Rotstirn Ants Picker reach a body size of 11 to 12.5 inches. They weigh from 8 to 10.5 grams. The male is on the forehead and anterior crown bright red. The top of the head and the neck are olive brown. The individual springs have here on whitish tips. The reins and head sides are olive-brown with a whitish speckling and dashes because the feathers have white spots and white tip shaft strokes. The chin is whitish, the rest of the underparts contrast maroon dark. The wings are dark gray-brown, the wings are bright hemmed. The beak is black. The iris is chestnut brown to red.

The females lack the red forehead of the male. The front skull is as the rest back of the head olive-brown with ocher-colored tips. The body underside is creamy and works through the dark brown mottled feather lace. Juveniles are colored on the body top more solid color than the adult birds. On the body top they are pale reddish brown with dark spots.

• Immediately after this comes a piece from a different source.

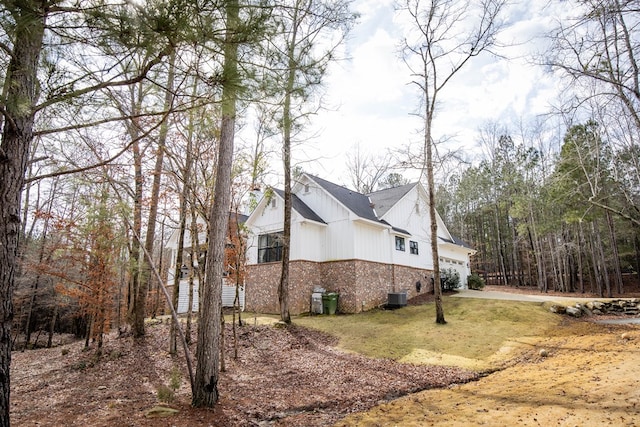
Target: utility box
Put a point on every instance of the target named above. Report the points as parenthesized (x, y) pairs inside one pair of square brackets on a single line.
[(396, 299), (330, 303), (316, 303)]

Circulation area and way of life

The Rotstirn Ants Picker occurs in West Africa in Mali, in the territory of the Gola Forest National Park in Sierra Leone as well as something more common in Liberia, Guinea and Ghana. He is a bound on the nature and forests occurs mainly near water. He studied preferably in the tree layer at altitudes of between five and ten meters for insects. The diet consists mainly of ants.

The reproductive biology of this species is so far little explored. The previously found three nests were an accumulation of grass and leaves and up to 40 inches wide. The nests were located between 2.5 and 3.5 meters above the ground in small trees of the undergrowth. A nest was built solely by the female for a period of eight days.